3/2ln10 < Integral of lnlx-3l, upper limit = 8, lower limit = 5 < ln125

Sorry I can't type the inequalities out in proper form ><, and by lx-3l I mean the modulus/absolute value.

This question falls under the topic of 'area under curve by integration', so I know it has something to do with that, but I just can't figure it out.

This is the graph with y = ln(x-3), y = 3/2ln10 and y = ln124

2. ## Re: Area under graph question. Integral of ln.

Hint:

Area of trapezoid: $A_T=\frac{1}{2}\left(B+b \right)h=\frac{3}{2}\left(\ln(2)+\ln(5) \right)=\frac{3}{2}\ln(10)$

Area of rectangle: $A_R=bh=3\ln(5)=\ln(125)$

3. ## Re: Area under graph question. Integral of ln.

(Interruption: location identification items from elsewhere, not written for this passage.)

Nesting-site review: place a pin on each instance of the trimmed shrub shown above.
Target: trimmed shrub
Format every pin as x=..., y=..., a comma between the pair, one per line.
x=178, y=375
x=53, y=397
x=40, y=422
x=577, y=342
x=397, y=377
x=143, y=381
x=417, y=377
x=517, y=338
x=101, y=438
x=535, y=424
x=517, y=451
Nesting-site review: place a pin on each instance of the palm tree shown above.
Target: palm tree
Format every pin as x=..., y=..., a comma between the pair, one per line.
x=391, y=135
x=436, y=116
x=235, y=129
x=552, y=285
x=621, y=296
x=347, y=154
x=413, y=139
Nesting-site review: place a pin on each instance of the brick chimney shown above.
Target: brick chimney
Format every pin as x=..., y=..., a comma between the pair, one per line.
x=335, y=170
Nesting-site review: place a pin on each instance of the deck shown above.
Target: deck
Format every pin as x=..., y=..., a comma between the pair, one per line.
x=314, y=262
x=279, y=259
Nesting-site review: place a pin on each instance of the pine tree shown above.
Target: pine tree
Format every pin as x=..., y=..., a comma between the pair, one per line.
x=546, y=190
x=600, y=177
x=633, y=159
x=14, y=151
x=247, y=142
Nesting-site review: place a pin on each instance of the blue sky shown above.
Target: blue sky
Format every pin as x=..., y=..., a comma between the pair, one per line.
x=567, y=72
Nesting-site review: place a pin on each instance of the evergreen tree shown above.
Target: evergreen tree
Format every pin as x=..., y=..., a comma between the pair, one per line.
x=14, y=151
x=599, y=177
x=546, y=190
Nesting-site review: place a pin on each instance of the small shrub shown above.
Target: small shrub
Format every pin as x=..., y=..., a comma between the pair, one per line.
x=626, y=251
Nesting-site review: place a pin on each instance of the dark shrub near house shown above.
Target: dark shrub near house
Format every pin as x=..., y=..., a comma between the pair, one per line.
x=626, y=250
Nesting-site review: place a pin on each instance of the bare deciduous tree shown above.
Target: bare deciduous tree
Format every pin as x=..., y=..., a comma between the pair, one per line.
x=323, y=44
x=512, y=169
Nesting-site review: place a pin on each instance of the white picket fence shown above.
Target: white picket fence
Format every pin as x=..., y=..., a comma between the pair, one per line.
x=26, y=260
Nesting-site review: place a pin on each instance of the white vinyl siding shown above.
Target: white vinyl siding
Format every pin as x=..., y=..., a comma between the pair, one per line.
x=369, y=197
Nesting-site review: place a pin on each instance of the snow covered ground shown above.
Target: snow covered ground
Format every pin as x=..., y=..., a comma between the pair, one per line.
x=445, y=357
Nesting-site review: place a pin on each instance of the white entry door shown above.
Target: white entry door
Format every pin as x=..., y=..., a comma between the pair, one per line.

Originally Posted by MarkFL2
Hint:

Area of trapezoid: $A_T=\frac{1}{2}\left(B+b \right)h=\frac{3}{2}\left(\ln(2)+\ln(5) \right)=\frac{3}{2}\ln(10)$

Area of rectangle: $A_R=bh=3\ln(5)=\ln(125)$
Woah, how did you see that so quickly

Ahh got it after drawing the whole graph out on paper. Thanks a lot

4. ## Re: Area under graph question. Integral of ln.

Glad to help. Rectangles and trapezoids are commonly used to approximate definite integrals, so those were the shapes I considered first.